Electronic Literature

Emily Short

Emily Short is an Interactive Fiction Writer best known for her seminal work Galatea, renowned for its advancement in realism in NPC characters. Including Galatea, her works have won her high praise and many awards, including Numerous XYZZY awards (Galatea, Savoir-Faire, City of Secrets) and finalists at the Interactive Fiction Competition (Metamorphoses and her most recent work, Floatpoint).

Her website--along with presenting information about her works--houses her blog, which offers news and insight into the evolving world of interactive fiction.

She explains her introduction into interactive media in an interview with L’avventura è l’avventuraas:

My parents got our first computer when I was a kid, in 1982. It was an Osborne 1, and most of the things it could do didn't interest me very much, though I did use its word-processing abilities to write papers for class. (I think I was the only third-grader who showed up with typed reports.) But it did play Deadline. I can't say I really understood what it was for or what was going on, but I observed my parents and tried to play it myself.
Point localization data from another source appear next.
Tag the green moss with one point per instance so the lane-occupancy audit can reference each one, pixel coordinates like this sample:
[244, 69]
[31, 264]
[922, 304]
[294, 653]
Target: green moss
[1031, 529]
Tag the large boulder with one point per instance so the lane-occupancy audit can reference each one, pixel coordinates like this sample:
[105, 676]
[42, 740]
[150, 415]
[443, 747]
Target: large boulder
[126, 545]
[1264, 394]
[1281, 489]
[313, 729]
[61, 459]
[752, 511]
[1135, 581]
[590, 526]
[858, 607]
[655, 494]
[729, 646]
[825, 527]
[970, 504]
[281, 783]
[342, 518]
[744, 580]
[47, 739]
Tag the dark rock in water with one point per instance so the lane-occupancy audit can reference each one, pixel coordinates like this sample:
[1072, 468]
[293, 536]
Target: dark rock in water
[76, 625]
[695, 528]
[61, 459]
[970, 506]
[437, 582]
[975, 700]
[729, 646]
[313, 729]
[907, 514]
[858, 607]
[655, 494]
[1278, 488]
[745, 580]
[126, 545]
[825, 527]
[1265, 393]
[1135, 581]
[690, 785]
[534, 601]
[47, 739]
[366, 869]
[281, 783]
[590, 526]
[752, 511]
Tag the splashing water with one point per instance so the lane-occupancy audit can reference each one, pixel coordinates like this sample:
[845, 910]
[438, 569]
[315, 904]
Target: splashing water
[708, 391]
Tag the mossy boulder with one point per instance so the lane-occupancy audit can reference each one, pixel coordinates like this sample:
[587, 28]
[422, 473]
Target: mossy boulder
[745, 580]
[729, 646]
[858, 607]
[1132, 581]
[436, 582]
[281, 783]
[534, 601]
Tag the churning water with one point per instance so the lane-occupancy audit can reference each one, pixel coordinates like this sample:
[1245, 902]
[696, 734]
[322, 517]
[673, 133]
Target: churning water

Some time later, we got our first Macintosh. I was more computer-savvy by that time and also generally more capable of following the storylines of Infocom games, and we had a number of them: the Zork trilogy, Enchanter, Infidel (though I don't recall that I every played it), another copy of Deadline. I tinkered with them all but never solved any until Wishbringer and Plundered Hearts, both of which have a special place in my affections for just that reason.